It made me cringe to hear the No. 1 guy in the NFL draft, Steve Emtman, gush to a national TV audience yesterday, "It's great to be a Colt."
There was a time when there was nothing like being a Baltimore Colt. Great team every year. Great fans. Sold out stadium every week. An owner, Carroll Rosenbloom, who ran a good show. But it has never been the same since Bob Irsay became the owner and subsequently took the team to Indianapolis in 1984.
Emtman, the defensive tackle from the University of Washington, is assured of monetary riches, but he'll end up as frustrated as everyone else who plays for Irsay. Even with the top two picks in the draft -- No. 2 was linebacker Quentin Coryatt, of Texas A&M -- the Colts will find a way to fail. Does Emtman think it was an accident that the Colts were 1-15 last year?
"Things are different now," Emtman has said. Oh, really? Bob Irsay still owns the team and calls the major shots. Lawyer Mike Chernoff is still whispering in the boss's ear. Son Jimmy Irsay sits in the GM's chair. Ted Marchibroda is the coach. Sound different to you?

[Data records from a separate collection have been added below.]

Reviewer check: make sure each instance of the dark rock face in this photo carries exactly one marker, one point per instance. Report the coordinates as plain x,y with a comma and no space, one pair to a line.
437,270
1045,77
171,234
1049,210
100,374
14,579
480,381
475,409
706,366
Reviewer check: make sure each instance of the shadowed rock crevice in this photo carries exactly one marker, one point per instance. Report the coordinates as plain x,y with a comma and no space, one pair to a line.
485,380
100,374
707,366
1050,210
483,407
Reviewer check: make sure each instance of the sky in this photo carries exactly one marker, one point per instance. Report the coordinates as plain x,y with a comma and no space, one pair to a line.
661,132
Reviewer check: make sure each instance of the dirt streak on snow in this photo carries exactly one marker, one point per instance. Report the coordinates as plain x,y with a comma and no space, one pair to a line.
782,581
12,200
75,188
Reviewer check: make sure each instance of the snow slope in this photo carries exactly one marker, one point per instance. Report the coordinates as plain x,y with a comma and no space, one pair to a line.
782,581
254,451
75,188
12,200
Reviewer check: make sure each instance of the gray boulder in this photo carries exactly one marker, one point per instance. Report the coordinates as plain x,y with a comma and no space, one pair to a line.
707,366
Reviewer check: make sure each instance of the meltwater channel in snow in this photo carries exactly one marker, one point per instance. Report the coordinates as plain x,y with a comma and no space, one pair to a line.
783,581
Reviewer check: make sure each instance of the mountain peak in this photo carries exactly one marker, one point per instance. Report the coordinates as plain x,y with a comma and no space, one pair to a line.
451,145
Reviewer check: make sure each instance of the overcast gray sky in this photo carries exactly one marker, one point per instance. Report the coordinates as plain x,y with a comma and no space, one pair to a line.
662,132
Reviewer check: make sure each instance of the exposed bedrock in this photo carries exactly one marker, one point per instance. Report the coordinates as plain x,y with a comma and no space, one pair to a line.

* Never have I pulled so hard for a horse or been as disappointed as I was with John the Bold's eighth-place finish in the Tesio Stakes at Pimlico Saturday.
John the Bold was going to run in the Kentucky Derby this Saturday, if he'd won here, which would have been beautiful. The colt's owner, Margaret McManus, and her husband, ABC-TV's Jim McKay, have done so much for racing and for many other great causes in Maryland.
The McKays (they also answer to McManus, if you prefer) will be all right, though. There may not be anyone in the world who has had a better course in how to handle the agony of defeat.
* The Yankees drew only 51,827 for three weekend dates with the Orioles, the largest being yesterday's 19,473 for New York's 3-1 win. If the teams had played here, they'd have drawn 140,000-plus. Did you ever think you'd see Baltimore outdraw New York like that?
* The motto on the cover of the Bullets' press guide -- You Gotta Believe -- looks pretty silly at this point. Next year the public should have a motto for the perennially disappointing Bullets, such as: You Gotta Give Us Something To Believe In.
* A letter in yesterday's sports section headlined "Opener a Bummer" confounds me. The writer wanted a big name singer to do the National Anthem at the Oriole opener instead of those who did it -- the Baltimore Symphony Orchestra and the Morgan State University choir.
It filled me with pride to see two great local organizations, the BSO and the Morgan choir, stride out on the field at Camden Yards that day and do the national anthem. How appropriate! Big name singer my foot.
* The four-team Atlantic Coast Conference lacrosse tournament, won by favorite North Carolina, drew only a little over 7,000 at the University of Maryland Friday and Saturday nights. Bad weather held the crowds down. The tourney will come to Maryland next year anyway. It breaks even financially at College Park. It loses money down south.
* If you've never been exposed to the grace and beauty of top women's lacrosse -- some males prefer it to the men's game -- here's a suggestion: Go to Loyola College tomorrow at 3 p.m. and watch the Lady Greyhounds, who are ranked No. 4 in the nation, play Maryland, which is No. 2. The price of admission will appeal to lacrosse fans. It's free.
Says coach Diane Aikens, whose Loyola women beat Towson State Saturday, 9-7, while Maryland was beating Penn, 17-6: "This should be a terrific game. Only six teams are invited to the women's NCAA tournament. At this stage of the season we're battling to make the tournament."
* Look for Navy to beat Army in football again next year (Army was the only team Navy beat in 11 games last season). Navy, judging by Saturday's spring game, appears to have a good quarterback in Jim Kubiak. He completed 18 of 28 passes for 316 yards.
Two weeks ago I happened to be watching spring football at West Point. The QB there threw four straight interceptions. Army, which doesn't throw the ball anyway, can't even complete a pass in practice.